Mientras atravesaba un túnel a la hora de más tránsito, se me descompuso el auto. Los airados conductores expresaban su frustración mientras se esforzaban para pasar por el costado. Al final, una grúa remolcó el coche a un taller. Poco después, volvió a averiarse y me dejó varado en la carretera interestatal, a las dos de la mañana. Otra vez al taller…

Por desgracia, ese taller también funcionaba como estacionamiento durante los juegos de béisbol de los Red Sox. Al día siguiente, cuando fui a buscar el auto, ¡estaba rodeado por 30 vehículos!

Digamos que mi primera reacción estuvo lejos de parecer cristiana. Protesté hasta que, después, al darme cuenta de que solo conseguía que la gente del taller tuviera menos ganas de ayudarme, decidí callarme. Como un huracán, fui hacia la puerta de vidrio para obligarlos a abrirme, pero mi furia creció cuando los empleados se rieron de mí.

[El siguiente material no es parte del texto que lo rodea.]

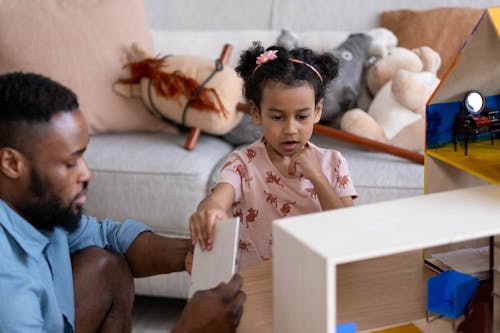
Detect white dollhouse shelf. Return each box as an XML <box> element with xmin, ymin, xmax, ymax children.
<box><xmin>272</xmin><ymin>184</ymin><xmax>500</xmax><ymax>333</ymax></box>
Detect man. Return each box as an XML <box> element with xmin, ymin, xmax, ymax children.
<box><xmin>0</xmin><ymin>72</ymin><xmax>245</xmax><ymax>332</ymax></box>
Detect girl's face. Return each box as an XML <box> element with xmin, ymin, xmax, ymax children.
<box><xmin>251</xmin><ymin>80</ymin><xmax>322</xmax><ymax>160</ymax></box>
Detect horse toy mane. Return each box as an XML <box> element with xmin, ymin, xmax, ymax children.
<box><xmin>118</xmin><ymin>57</ymin><xmax>228</xmax><ymax>118</ymax></box>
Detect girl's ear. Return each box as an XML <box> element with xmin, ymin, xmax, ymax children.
<box><xmin>0</xmin><ymin>148</ymin><xmax>25</xmax><ymax>179</ymax></box>
<box><xmin>314</xmin><ymin>99</ymin><xmax>323</xmax><ymax>124</ymax></box>
<box><xmin>249</xmin><ymin>102</ymin><xmax>262</xmax><ymax>125</ymax></box>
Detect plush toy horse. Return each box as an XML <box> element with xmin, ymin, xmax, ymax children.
<box><xmin>114</xmin><ymin>42</ymin><xmax>243</xmax><ymax>149</ymax></box>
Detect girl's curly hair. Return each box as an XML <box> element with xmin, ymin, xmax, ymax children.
<box><xmin>235</xmin><ymin>42</ymin><xmax>339</xmax><ymax>108</ymax></box>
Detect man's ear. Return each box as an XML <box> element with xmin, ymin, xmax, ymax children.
<box><xmin>249</xmin><ymin>102</ymin><xmax>262</xmax><ymax>125</ymax></box>
<box><xmin>314</xmin><ymin>99</ymin><xmax>324</xmax><ymax>124</ymax></box>
<box><xmin>0</xmin><ymin>148</ymin><xmax>25</xmax><ymax>179</ymax></box>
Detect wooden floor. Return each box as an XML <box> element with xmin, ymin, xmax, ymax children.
<box><xmin>360</xmin><ymin>318</ymin><xmax>458</xmax><ymax>333</ymax></box>
<box><xmin>131</xmin><ymin>295</ymin><xmax>457</xmax><ymax>333</ymax></box>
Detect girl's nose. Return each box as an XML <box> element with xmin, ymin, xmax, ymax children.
<box><xmin>284</xmin><ymin>120</ymin><xmax>297</xmax><ymax>135</ymax></box>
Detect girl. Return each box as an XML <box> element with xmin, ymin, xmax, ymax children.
<box><xmin>190</xmin><ymin>43</ymin><xmax>357</xmax><ymax>271</ymax></box>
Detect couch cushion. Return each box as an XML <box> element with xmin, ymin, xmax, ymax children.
<box><xmin>84</xmin><ymin>133</ymin><xmax>233</xmax><ymax>237</ymax></box>
<box><xmin>311</xmin><ymin>135</ymin><xmax>424</xmax><ymax>205</ymax></box>
<box><xmin>0</xmin><ymin>0</ymin><xmax>175</xmax><ymax>135</ymax></box>
<box><xmin>380</xmin><ymin>7</ymin><xmax>484</xmax><ymax>78</ymax></box>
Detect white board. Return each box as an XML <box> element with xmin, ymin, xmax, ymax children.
<box><xmin>188</xmin><ymin>217</ymin><xmax>240</xmax><ymax>298</ymax></box>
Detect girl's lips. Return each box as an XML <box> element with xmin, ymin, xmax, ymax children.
<box><xmin>281</xmin><ymin>141</ymin><xmax>299</xmax><ymax>151</ymax></box>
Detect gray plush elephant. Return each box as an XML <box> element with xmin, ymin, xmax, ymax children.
<box><xmin>277</xmin><ymin>30</ymin><xmax>373</xmax><ymax>127</ymax></box>
<box><xmin>323</xmin><ymin>33</ymin><xmax>373</xmax><ymax>125</ymax></box>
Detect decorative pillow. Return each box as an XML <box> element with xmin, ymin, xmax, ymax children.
<box><xmin>0</xmin><ymin>0</ymin><xmax>176</xmax><ymax>135</ymax></box>
<box><xmin>380</xmin><ymin>7</ymin><xmax>484</xmax><ymax>78</ymax></box>
<box><xmin>114</xmin><ymin>43</ymin><xmax>244</xmax><ymax>136</ymax></box>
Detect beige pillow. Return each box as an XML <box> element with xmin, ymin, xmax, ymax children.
<box><xmin>0</xmin><ymin>0</ymin><xmax>176</xmax><ymax>135</ymax></box>
<box><xmin>381</xmin><ymin>7</ymin><xmax>484</xmax><ymax>78</ymax></box>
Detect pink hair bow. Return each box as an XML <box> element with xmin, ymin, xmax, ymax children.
<box><xmin>256</xmin><ymin>50</ymin><xmax>278</xmax><ymax>65</ymax></box>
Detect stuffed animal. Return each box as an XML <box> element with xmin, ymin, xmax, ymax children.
<box><xmin>365</xmin><ymin>46</ymin><xmax>441</xmax><ymax>97</ymax></box>
<box><xmin>340</xmin><ymin>46</ymin><xmax>441</xmax><ymax>152</ymax></box>
<box><xmin>322</xmin><ymin>33</ymin><xmax>373</xmax><ymax>123</ymax></box>
<box><xmin>114</xmin><ymin>42</ymin><xmax>244</xmax><ymax>136</ymax></box>
<box><xmin>276</xmin><ymin>28</ymin><xmax>299</xmax><ymax>50</ymax></box>
<box><xmin>365</xmin><ymin>27</ymin><xmax>398</xmax><ymax>58</ymax></box>
<box><xmin>277</xmin><ymin>30</ymin><xmax>373</xmax><ymax>124</ymax></box>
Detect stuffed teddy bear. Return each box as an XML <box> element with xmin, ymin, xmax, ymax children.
<box><xmin>340</xmin><ymin>46</ymin><xmax>441</xmax><ymax>152</ymax></box>
<box><xmin>365</xmin><ymin>46</ymin><xmax>442</xmax><ymax>97</ymax></box>
<box><xmin>114</xmin><ymin>42</ymin><xmax>244</xmax><ymax>136</ymax></box>
<box><xmin>364</xmin><ymin>27</ymin><xmax>398</xmax><ymax>58</ymax></box>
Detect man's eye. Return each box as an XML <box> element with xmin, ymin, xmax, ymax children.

Estaba yéndome cuando me di cuenta de cuán diferente a Cristo me había comportado. Escarmentado, golpeé las puertas cerradas con llave y mascullé un «perdón» al personal que estaba dentro. ¡No podían creerlo! Me dejaron entrar, y humildemente les dije que los creyentes en Cristo no deberían comportarse como yo lo había hecho. Unos minutos después, estaban moviendo los coches para sacar el mío. Aprendí la verdad de que las palabras blandas, no las ásperas, pueden cambiar las circunstancias (Proverbios 15:1).